Joaquin Phoenix plays a hippie private investigator called Doc living in early 70s LA.  His ex-girlfriend Shasta turns up and she tells him that her new rich real estate mogul lover's wife and her boyfriend are planning to put him in an asylum and take his money.  Shasta is nervous and wants Doc to ask his new lover Penny, a DA (Reese Witherspoon) to help her.  Anyways, the real estate mogul disappears, Shasta disappears, and so does another guy who used to be a drug addict who owed some money to the Black Gorillas, but is somehow involved with the real estate moguls Nazi bodyguards, and may be a snitch for the Feds or some right wing Reagan-Nixon group or....And then there's a drug cartel called Golden Fang and it's something to do with Orthodontists?  

There are movies that have no plot. INHERENT VICE has too much plot and no plot.  It also has lots of characters and we never figure out why half of them matter.  Who's the sidekick that drives around with Doc (but can't drive?)  

As I said, the first hour of this movie is very BIG LEBOWSKI. There's a hippie vibe, a kidnapping plot, a Jackie Treehorn vibe.  The two scene stealers are Josh Brolin as a LAPD detective called Bigfoot and an actress who plays a hooker called Jade. And maybe it's just me being juvenile but a scene in profile with Bigfoot sucking on a chocolate ice-lolly is about the funniest thing I've seen on screen. And then the scene where Bigfoot interrogates Doc with his lawyer present - a brilliant cameo from Benicio del Toro - just calls to mind Benicio del Toro as Hunter S Thompson's Samoan lawyer in FEAR AND LOATHING IN LAS VEGAS - and that made me laugh. Those echoes of weirdness keep on coming - from casting younger less famous siblings of more famous actors, and giving characters Dickensian comedy names like Bambi and Dr Igor and Burt Stodger.  

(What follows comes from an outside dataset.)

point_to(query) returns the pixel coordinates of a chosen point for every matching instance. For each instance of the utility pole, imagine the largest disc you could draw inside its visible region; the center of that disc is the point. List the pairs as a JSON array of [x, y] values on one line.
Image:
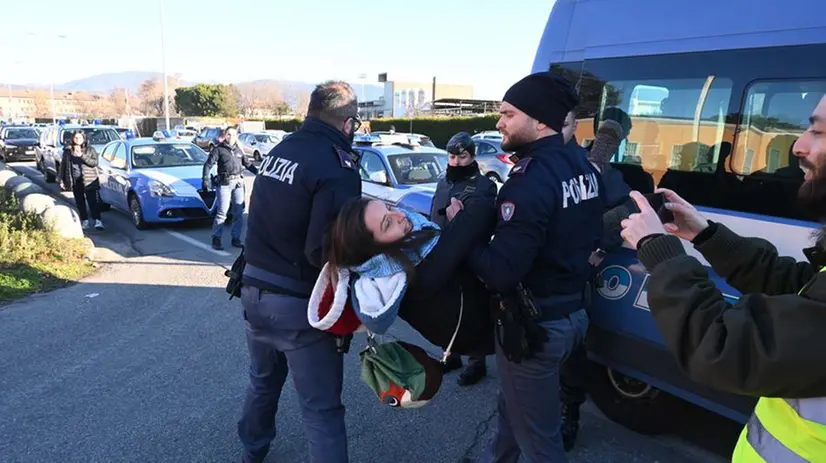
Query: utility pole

So there's a lot of childish humour here but as we move into the second hour of the film there is deep emotional stuff going on.  And the theme of the movie is dark. It's trying to capture a mood and a moment when the hippie dream of the sixties turned sour. It's that Altamont and Hunter S Thompson vibe of the bad come-down and the stark reality of sexual exploitation and addiction and deep endemic corruption.

What can I say? INHERENT VICE has its longueurs and its weirdness but if you love LEBOWSKI and noir and you're willing to just go with it, then I think this is a superb film.

INHERENT VICE has a running time of 148 minutes and is rated R.  INHERENT VICE opened last year in the USA and Canada.  It opens this weekend in the UK, Ireland, Kenya and Singapore. It opens on February 5th in the Netherlands, on February 12th in Germany and Denmark, on February 19th in the Philippines, Argentina, Colombia, Lebanon, New Zealand, Portugal and Romania, on February 26th in Belgium, Greece and Italy, on March 6th in France, Austria, Finland and Norway, on March 12th in Australia, on March 20th in Spain and Sweden, on March 26th in Brazil, on April 3rd in South Africa, on April 10th in Estonia and Lithuania, on April 16th in Russia, and on April 24th in Ukraine and Poland.